March 18th, 1970 was a day that changed the course of Cambodia’s history, like the first domino that set forth a chain of unstoppable events.  I was 30 years old at the time and working at Kantha Bopha Hospital as a pediatric nurse.  Your father was in Takeo Province teaching at Lycee Ang Prey.  He would teach there during the week and come to Phnom Penh on the weekends.  

We were living near the Chinese Embassy on Mao Tse Tong Boulevard, near the Cham Mosque.  The country was at a boiling point.  Since the beginning of the year there were widespread protests in Phnom Penh for the Viet Cong to get out of Cambodia. It escalated in mid March when in one incident the protestors torched the Viet Cong and North Vietnamese Embassy.  I was increasingly afraid to be in Phnom Penh alone with five children and seven months pregnant with my sixth child. The only person I had with me was my aunt, Yey Om, and a helper. 

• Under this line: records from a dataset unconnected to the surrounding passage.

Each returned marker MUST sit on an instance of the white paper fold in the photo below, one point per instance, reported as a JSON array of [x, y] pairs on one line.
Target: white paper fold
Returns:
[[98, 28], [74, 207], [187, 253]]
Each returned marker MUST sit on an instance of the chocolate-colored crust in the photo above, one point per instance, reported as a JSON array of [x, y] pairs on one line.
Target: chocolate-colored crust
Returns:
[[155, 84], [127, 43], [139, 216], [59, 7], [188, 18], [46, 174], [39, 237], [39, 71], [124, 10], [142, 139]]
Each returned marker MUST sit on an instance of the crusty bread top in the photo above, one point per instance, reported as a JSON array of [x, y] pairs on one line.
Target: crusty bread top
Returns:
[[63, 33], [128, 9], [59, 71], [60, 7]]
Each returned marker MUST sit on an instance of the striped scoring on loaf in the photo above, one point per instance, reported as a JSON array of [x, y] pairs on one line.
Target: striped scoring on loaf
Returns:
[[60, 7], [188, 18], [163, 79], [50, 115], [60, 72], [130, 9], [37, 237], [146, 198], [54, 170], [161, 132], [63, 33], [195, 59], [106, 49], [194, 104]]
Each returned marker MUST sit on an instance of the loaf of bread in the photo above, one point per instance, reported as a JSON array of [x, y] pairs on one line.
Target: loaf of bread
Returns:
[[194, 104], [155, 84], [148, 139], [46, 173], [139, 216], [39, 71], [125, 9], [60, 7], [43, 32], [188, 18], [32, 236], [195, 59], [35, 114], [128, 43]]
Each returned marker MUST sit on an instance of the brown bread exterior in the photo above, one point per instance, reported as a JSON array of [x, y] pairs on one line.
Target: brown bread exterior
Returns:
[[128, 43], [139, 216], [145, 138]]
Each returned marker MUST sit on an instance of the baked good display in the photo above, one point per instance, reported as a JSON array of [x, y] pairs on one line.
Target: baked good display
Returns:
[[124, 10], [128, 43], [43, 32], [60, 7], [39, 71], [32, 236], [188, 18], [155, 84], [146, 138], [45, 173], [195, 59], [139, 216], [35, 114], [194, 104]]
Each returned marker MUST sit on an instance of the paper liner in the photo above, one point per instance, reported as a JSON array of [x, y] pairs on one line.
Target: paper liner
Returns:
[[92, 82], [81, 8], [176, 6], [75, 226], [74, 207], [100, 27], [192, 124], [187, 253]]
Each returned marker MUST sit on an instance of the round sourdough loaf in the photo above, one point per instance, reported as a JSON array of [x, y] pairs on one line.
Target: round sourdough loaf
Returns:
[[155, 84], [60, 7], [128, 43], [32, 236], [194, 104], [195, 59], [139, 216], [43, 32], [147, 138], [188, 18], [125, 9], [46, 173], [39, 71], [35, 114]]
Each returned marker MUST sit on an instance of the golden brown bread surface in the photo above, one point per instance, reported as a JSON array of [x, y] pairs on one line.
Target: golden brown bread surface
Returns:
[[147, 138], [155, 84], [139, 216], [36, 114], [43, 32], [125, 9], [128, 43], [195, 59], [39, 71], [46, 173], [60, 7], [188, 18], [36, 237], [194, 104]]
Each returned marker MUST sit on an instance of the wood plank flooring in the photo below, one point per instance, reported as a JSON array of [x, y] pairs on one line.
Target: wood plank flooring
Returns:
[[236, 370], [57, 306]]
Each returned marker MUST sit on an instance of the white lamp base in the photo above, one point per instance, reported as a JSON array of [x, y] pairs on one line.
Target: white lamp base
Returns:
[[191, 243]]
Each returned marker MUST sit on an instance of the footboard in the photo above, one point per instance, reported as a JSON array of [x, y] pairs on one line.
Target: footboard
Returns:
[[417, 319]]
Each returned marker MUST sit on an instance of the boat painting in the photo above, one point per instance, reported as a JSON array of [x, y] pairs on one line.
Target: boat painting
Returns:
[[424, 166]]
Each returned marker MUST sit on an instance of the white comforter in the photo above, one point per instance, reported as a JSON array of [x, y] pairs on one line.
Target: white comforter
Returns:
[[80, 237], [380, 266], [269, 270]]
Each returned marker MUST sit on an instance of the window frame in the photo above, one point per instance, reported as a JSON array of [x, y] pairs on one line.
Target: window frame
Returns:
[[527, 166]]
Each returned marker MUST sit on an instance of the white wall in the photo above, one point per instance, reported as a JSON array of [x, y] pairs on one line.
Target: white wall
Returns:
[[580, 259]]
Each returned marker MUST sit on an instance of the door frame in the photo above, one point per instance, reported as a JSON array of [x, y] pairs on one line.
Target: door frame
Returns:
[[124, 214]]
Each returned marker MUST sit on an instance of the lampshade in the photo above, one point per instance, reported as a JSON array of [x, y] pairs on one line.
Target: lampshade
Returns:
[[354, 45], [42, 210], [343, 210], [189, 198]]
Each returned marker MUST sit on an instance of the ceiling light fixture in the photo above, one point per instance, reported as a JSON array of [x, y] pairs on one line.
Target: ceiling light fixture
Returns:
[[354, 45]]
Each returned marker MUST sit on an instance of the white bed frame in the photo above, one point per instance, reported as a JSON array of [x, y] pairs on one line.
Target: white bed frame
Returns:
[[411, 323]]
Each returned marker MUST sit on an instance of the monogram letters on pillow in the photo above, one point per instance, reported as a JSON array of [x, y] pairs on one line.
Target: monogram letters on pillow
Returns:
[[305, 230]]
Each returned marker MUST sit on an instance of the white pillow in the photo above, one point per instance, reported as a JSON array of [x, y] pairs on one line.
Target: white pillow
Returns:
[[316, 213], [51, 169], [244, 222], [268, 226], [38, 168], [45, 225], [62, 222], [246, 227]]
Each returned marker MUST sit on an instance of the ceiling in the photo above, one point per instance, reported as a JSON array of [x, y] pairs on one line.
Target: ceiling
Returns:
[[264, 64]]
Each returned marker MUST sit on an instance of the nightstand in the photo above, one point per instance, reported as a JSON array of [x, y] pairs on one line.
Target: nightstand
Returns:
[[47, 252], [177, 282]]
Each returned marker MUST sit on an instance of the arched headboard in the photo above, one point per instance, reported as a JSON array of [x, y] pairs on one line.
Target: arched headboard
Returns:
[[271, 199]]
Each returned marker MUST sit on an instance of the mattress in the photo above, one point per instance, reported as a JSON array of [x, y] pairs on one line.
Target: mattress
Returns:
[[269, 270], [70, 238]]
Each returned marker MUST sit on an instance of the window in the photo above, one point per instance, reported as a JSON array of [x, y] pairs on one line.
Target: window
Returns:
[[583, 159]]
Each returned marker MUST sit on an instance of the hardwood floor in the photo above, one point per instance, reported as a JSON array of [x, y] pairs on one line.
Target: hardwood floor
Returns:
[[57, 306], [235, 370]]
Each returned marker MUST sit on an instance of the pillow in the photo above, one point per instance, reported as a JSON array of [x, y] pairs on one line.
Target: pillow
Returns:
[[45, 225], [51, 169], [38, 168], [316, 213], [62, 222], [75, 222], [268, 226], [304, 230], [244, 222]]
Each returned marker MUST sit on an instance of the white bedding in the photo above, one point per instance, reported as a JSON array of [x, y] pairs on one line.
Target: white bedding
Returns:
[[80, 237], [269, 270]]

On March 16th thousands of protestors were demonstrating in front of the National Assembly, with the largest demonstration occurring on March 18th, the day of the coup. I was going to work like any other day and had little awareness of what was to come later that day. Yet the signs of turmoil in the country were building up to this moment. I came home later in the afternoon and the children had come back from school.  Yey Om was starting to make dinner.  Then we heard the news in the late afternoon/early evening. 

I can’t recall everything that the announcer said on the radio, but I know we were told to “neuv sngat sngeam” or to "stay quiet and still" in our house. We were informed that there were changes to the government.  They told us that the National Assembly had met and it was a unanimous vote for the removal of Prince Sihanouk as Head of State. 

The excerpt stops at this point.